First, the video data editing system 10 receives video input
signals 20 and playback control 40, and generates video production
60. The term "video input signal" refers to input signal of any
video type including video, slideshow, image, animation, and
graphics, and inputs as a digital video data file in any suitable
standard format, such as DV video format. In an alternate
embodiment, an analog video input signal may be converted into a
digital video input signal used in the method.
[0018] In one embodiment, video input signals 20, without
limitation, include video input 201, sideshow 202, image 203, etc.
In the embodiment, video input 201 is typically unedited raw
footage of video, such as video captured from a camera or
camcorder, motion video such as a digital video stream or one or
more digital video files. Optionally, it may include an audio
soundtrack. In the embodiment, the audio soundtrack, such as people
dialogue, is recorded simultaneously with video input 201.

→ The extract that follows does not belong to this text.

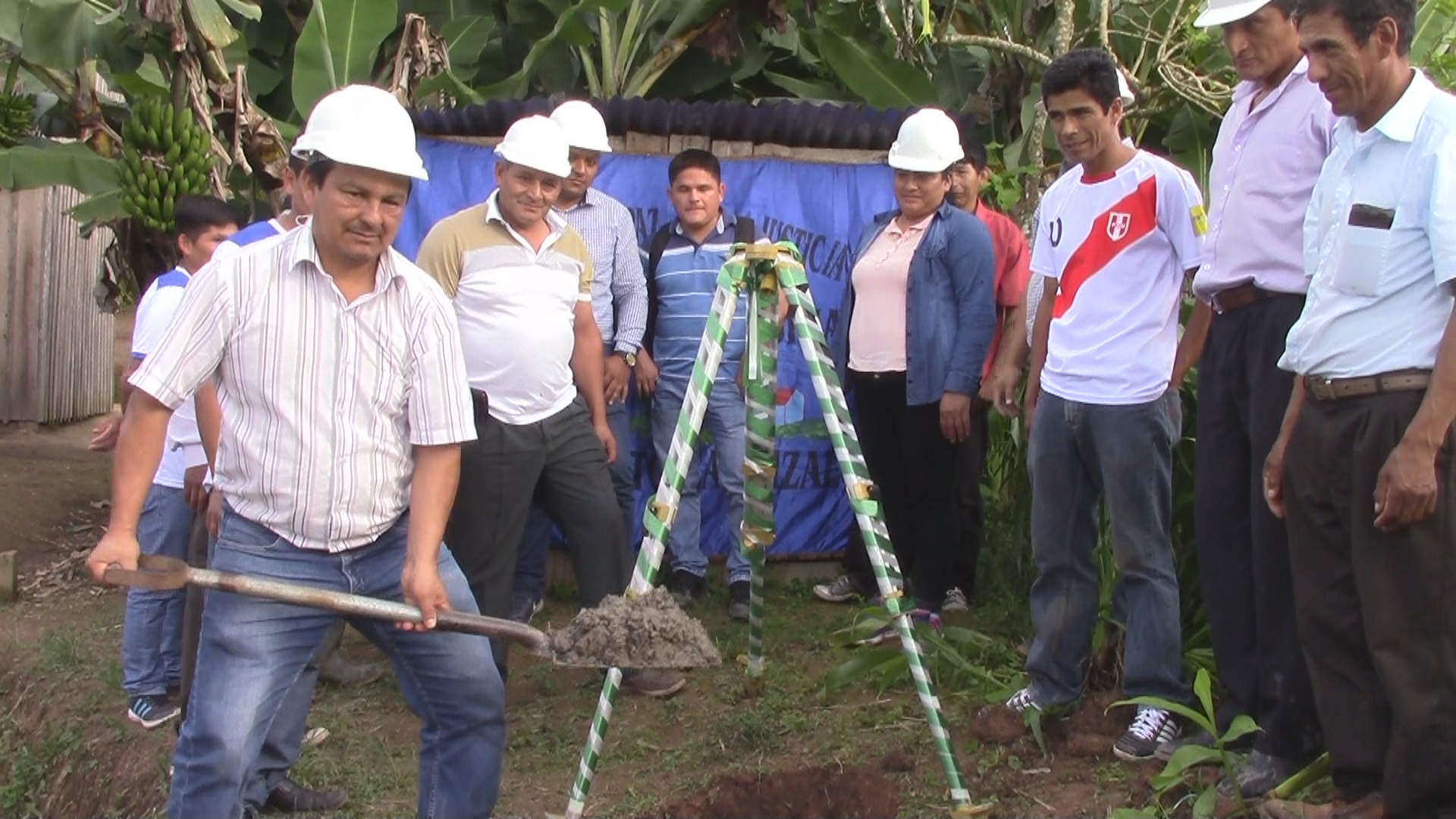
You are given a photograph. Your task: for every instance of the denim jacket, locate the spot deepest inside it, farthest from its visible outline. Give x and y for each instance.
(949, 306)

Slideshow 202 refers to a video signal including an image sequence,
background music and property. Images 203 are typical still images
such as digital image files, which are optionally used in addition
to motion video.
[0019] In addition to video input signals 20, other constrains,
such as playback control 40, may be inputted into video data
editing system 10 for video production 60 with good quality.
[0020] Next, video data editing system 10 includes video analyzer
11 and sifting process 12. In one embodiment, video analyzer 11 is
configured for generating analyzed data and descriptors 14 by
analyzing video input signals 20. Furthermore, video analyzer 11 is
configured for segmenting video input signals 20 according to video
descriptors thereof. Video input signals 20 are first parameterized
by any typical methods, such as frame-to-frame pixel difference,
color histogram difference, and low order discrete cosine
coefficient difference. Then video signals 20 are analyzed for
acquiring analyzed video data and associated descriptors.

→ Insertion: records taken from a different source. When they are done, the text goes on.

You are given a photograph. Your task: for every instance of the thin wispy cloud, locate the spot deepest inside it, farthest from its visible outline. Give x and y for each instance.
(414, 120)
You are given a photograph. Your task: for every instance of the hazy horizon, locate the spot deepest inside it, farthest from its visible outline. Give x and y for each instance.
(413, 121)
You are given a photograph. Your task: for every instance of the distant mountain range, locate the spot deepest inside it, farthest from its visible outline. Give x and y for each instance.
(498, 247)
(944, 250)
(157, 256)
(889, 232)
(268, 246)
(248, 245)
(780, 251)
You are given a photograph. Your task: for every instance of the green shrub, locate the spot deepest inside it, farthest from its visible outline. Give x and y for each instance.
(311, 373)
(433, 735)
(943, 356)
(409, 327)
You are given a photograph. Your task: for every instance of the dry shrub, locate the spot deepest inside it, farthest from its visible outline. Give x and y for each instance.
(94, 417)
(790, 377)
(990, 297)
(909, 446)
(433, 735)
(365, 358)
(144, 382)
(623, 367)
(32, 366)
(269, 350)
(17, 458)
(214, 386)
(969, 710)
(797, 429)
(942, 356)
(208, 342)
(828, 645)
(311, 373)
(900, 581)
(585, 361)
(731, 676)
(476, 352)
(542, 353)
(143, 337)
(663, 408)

[0021] Typically, various analysis methods to detect segment
boundary are used in video analyzer 11, such as scene change
detection, checking similarity of video frames, segments, such as
over-exposure, under-exposure, brightness, contrast, video
stabilization, motion estimation etc., and determining the
importance of video segments, checking skin color and detecting
faces, flash (camera flash), dialog attached with video-content,
face recognition etc. The analyzed descriptors in video analyzer 11
include typically measures of brightness or color such as
histograms, measures of shape, or measures of activity.
Furthermore, the analyzed descriptors include durations, qualities,
importance and preference descriptors for the analyzed video data.

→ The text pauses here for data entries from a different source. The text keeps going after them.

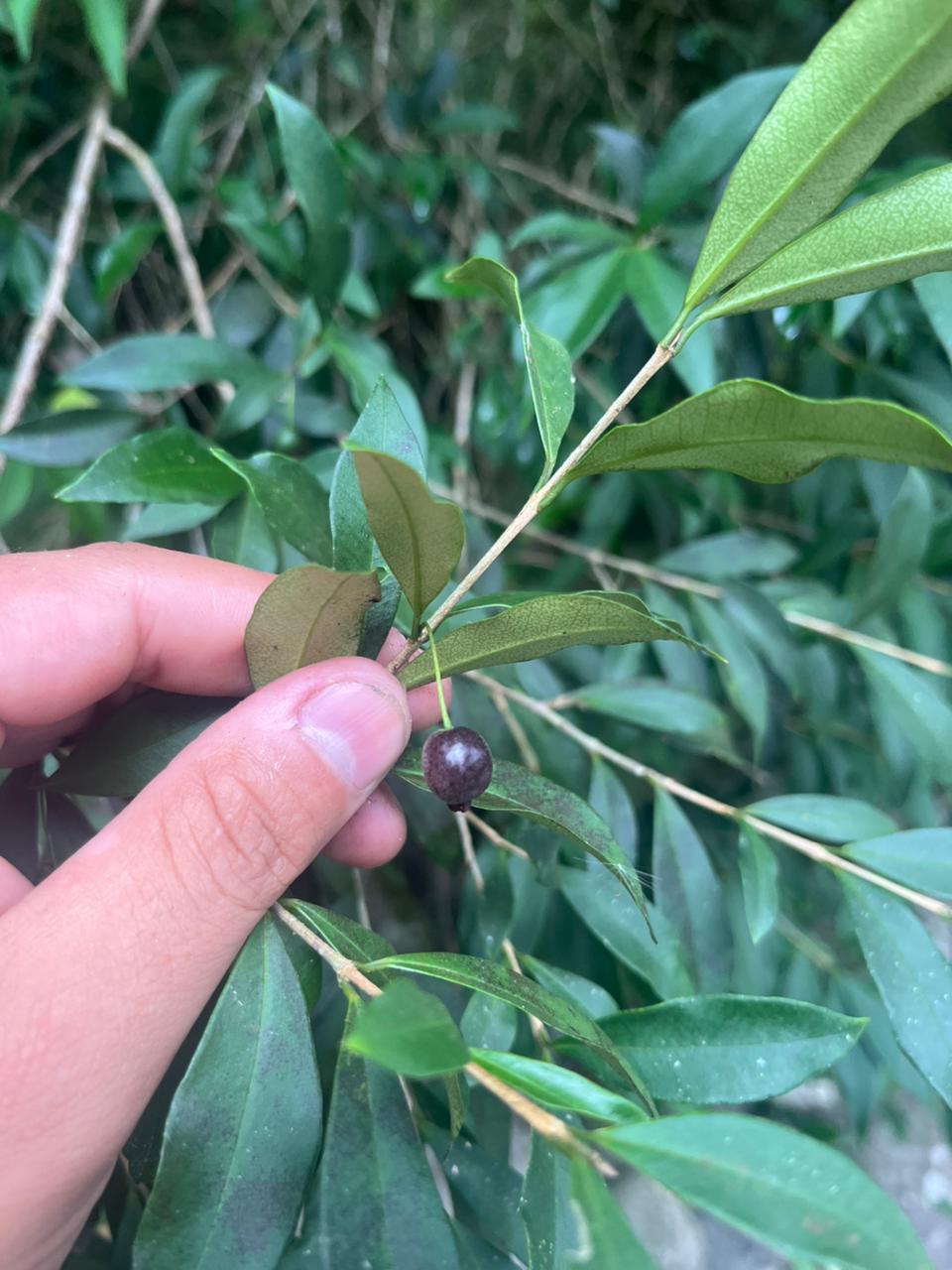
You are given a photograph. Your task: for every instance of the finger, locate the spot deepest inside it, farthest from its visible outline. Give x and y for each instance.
(76, 625)
(371, 837)
(112, 957)
(13, 885)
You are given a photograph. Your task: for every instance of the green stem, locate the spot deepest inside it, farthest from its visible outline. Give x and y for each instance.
(443, 711)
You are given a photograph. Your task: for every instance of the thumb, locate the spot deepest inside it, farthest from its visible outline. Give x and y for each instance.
(112, 957)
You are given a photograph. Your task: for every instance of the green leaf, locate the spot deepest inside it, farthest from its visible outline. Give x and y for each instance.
(779, 1187)
(900, 548)
(547, 362)
(293, 500)
(601, 902)
(22, 16)
(317, 181)
(381, 427)
(118, 259)
(557, 1087)
(742, 675)
(706, 139)
(823, 816)
(730, 1049)
(540, 626)
(177, 143)
(419, 538)
(758, 879)
(763, 434)
(149, 363)
(733, 554)
(934, 294)
(603, 1236)
(248, 1110)
(160, 520)
(578, 304)
(408, 1032)
(920, 858)
(497, 980)
(68, 437)
(372, 1201)
(135, 743)
(306, 615)
(660, 706)
(656, 290)
(914, 703)
(592, 997)
(175, 465)
(544, 1207)
(105, 24)
(887, 238)
(875, 70)
(517, 789)
(912, 976)
(688, 893)
(348, 938)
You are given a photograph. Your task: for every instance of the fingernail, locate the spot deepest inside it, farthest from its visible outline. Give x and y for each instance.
(357, 729)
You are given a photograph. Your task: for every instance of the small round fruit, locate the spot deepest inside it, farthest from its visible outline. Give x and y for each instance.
(457, 766)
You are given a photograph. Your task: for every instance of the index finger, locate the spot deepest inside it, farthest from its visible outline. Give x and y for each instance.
(77, 625)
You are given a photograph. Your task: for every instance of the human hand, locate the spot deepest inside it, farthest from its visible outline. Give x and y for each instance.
(105, 965)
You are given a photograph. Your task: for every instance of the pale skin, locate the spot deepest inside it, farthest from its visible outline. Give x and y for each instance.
(105, 965)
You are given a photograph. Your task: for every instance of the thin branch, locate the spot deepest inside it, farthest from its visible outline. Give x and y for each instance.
(172, 220)
(574, 193)
(495, 837)
(660, 357)
(598, 559)
(676, 789)
(468, 853)
(67, 243)
(542, 1121)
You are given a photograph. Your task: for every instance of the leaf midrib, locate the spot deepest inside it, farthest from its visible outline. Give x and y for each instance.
(820, 154)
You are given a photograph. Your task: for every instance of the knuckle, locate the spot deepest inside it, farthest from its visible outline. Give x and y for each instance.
(239, 830)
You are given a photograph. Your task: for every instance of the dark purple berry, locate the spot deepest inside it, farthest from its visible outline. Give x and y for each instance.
(457, 766)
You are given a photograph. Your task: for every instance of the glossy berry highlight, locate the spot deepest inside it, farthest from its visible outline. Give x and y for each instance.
(457, 766)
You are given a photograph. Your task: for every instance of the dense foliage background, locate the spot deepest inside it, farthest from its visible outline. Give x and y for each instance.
(536, 132)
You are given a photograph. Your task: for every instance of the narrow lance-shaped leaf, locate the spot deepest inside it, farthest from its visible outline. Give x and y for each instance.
(880, 66)
(557, 1087)
(384, 429)
(730, 1049)
(547, 362)
(419, 538)
(603, 1236)
(918, 857)
(306, 615)
(249, 1107)
(525, 793)
(68, 437)
(782, 1188)
(706, 139)
(544, 625)
(884, 239)
(409, 1032)
(763, 434)
(317, 181)
(171, 466)
(372, 1201)
(516, 989)
(912, 976)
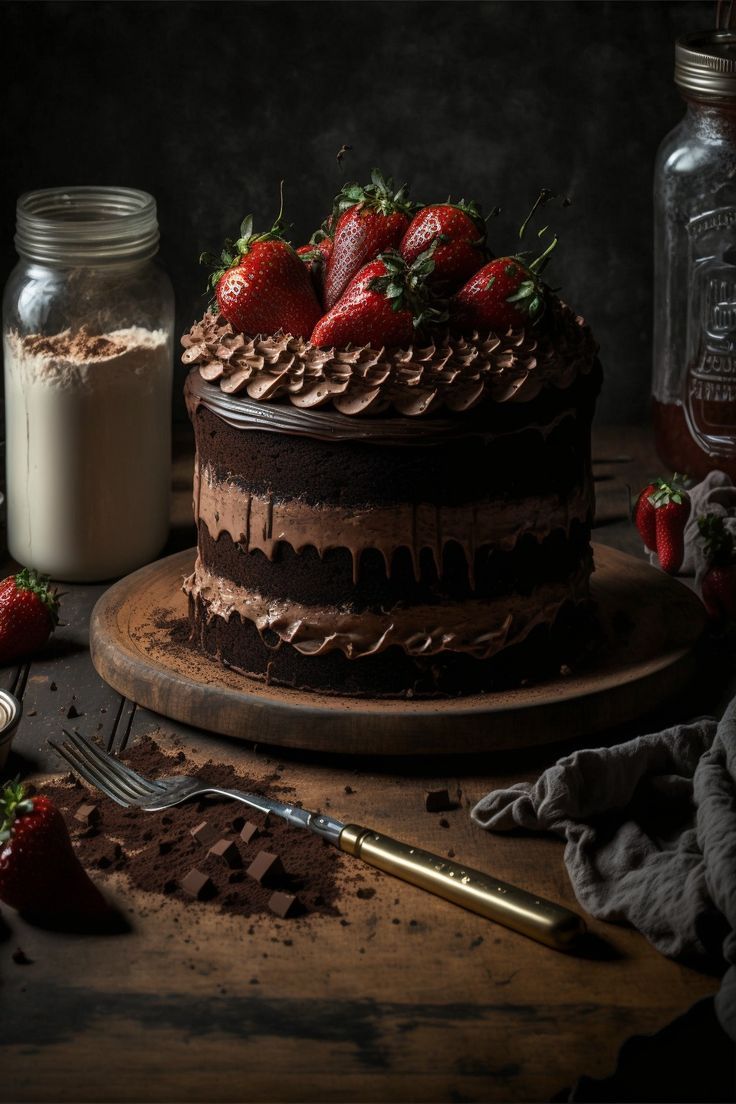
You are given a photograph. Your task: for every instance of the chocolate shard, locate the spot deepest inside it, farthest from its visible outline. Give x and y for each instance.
(437, 800)
(226, 850)
(248, 831)
(198, 885)
(284, 904)
(204, 834)
(87, 815)
(266, 868)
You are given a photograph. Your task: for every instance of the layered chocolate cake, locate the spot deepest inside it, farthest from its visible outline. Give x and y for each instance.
(393, 521)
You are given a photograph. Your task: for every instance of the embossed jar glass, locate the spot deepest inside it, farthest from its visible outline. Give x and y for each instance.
(694, 351)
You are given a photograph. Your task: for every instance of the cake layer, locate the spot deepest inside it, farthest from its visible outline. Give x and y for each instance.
(548, 456)
(392, 672)
(334, 575)
(262, 522)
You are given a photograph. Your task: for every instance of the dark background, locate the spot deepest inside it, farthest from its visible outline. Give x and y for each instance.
(208, 105)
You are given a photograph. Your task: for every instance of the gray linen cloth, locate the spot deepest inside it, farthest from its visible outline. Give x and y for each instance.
(650, 830)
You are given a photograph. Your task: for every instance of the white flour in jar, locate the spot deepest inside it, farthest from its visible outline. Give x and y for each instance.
(88, 450)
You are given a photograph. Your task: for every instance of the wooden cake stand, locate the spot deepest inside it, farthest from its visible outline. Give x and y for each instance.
(651, 624)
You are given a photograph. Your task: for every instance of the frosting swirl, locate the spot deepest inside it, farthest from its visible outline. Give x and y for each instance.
(451, 372)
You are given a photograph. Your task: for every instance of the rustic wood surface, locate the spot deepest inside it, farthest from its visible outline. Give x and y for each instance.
(404, 998)
(637, 668)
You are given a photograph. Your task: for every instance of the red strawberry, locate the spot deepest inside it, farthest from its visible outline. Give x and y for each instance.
(382, 306)
(29, 614)
(508, 293)
(671, 511)
(643, 515)
(460, 232)
(504, 295)
(262, 285)
(40, 874)
(370, 220)
(718, 583)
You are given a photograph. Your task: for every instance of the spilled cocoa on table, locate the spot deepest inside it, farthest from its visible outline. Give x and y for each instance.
(156, 850)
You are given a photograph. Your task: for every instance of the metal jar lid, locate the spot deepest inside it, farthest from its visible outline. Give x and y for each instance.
(705, 63)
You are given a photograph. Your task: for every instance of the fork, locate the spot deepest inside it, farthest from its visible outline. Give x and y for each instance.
(507, 904)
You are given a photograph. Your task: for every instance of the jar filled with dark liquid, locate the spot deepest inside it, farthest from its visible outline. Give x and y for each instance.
(694, 370)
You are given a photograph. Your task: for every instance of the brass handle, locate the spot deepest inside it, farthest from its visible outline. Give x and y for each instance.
(507, 904)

Alternatively, soundtrack derived from the video input 201 can be
used as a descriptor for further process. Then, the segmentation
performed by video analyzer 11, for example, is based on scene
change detection, camcorder shooting time, or turn on/off from
camcorder to improve video segmentation result and generates one or
more video segments. The video segment is a sequence of video
frames or a part of a clip that is composed one or more shots or
scenes.
[0022] It is noted that video input signals 20 with MPEG-7 format
contain some video descriptions, such as measures of color
including scalable, color layout, dominant color, and measure of
motion including motion trajectory and motion activity, camera
motion and face recognition, etc. With the descriptions derived
from one file in MPEG-7 format, such video input signals 20 may be
used for further process, instead of process of video analyzer 11.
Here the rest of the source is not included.